One cannot help notice that each of these methodologies can be employed, with varying degrees of difficulty, in most medical situations. Pharmacy and therapeutic issues readily lend themselves to economic assessment due to the high cost of drugs. Pharmacoeconomic research is one way to ensure that patients benefit from the most cost-justified treatment modalities.

Conclusion

Pain management, from the pharmacist's perspective, is dominated by regulations, formularies, and cost controls. Regulatory issues are cumbersome due to the volume of record-keeping provisions imposed by both federal and state agencies. Failure by pharmacists and other health care providers to keep accurate records can result in a $25,000 fine imposed by DEA. Health care institutions who treat large numbers of pain management patients are certainly at risk for great financial exposure.

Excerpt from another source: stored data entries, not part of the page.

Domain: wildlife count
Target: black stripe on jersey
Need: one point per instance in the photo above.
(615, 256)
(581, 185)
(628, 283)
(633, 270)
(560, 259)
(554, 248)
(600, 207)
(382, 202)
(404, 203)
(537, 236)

Product selection expands the concerns of health care practitioners. FDA allows substitution of products based on therapeutic equivalence. Many states and third-party payers promote product substitution based on their own economic or therapeutic criteria. Prescribers and pharmacists must be aware of these localized dilemmas.

Decision-makers in today's health care market are increasingly influenced by operating costs. Data that can be used to generate information which results in knowledge is a valuable commodity to them. Pharmacy is in a unique position to capture and produce clinical, economic, and risk management data. This data can produce timely information to inform clinical decision-makers about how to provide proper patient management. It is important for health professional pharmacists and administrators not only to focus on clinical information in drug product decision making, but also to include broader health economics considerations under the rubric of clinical decision making for modern selection of drug therapy.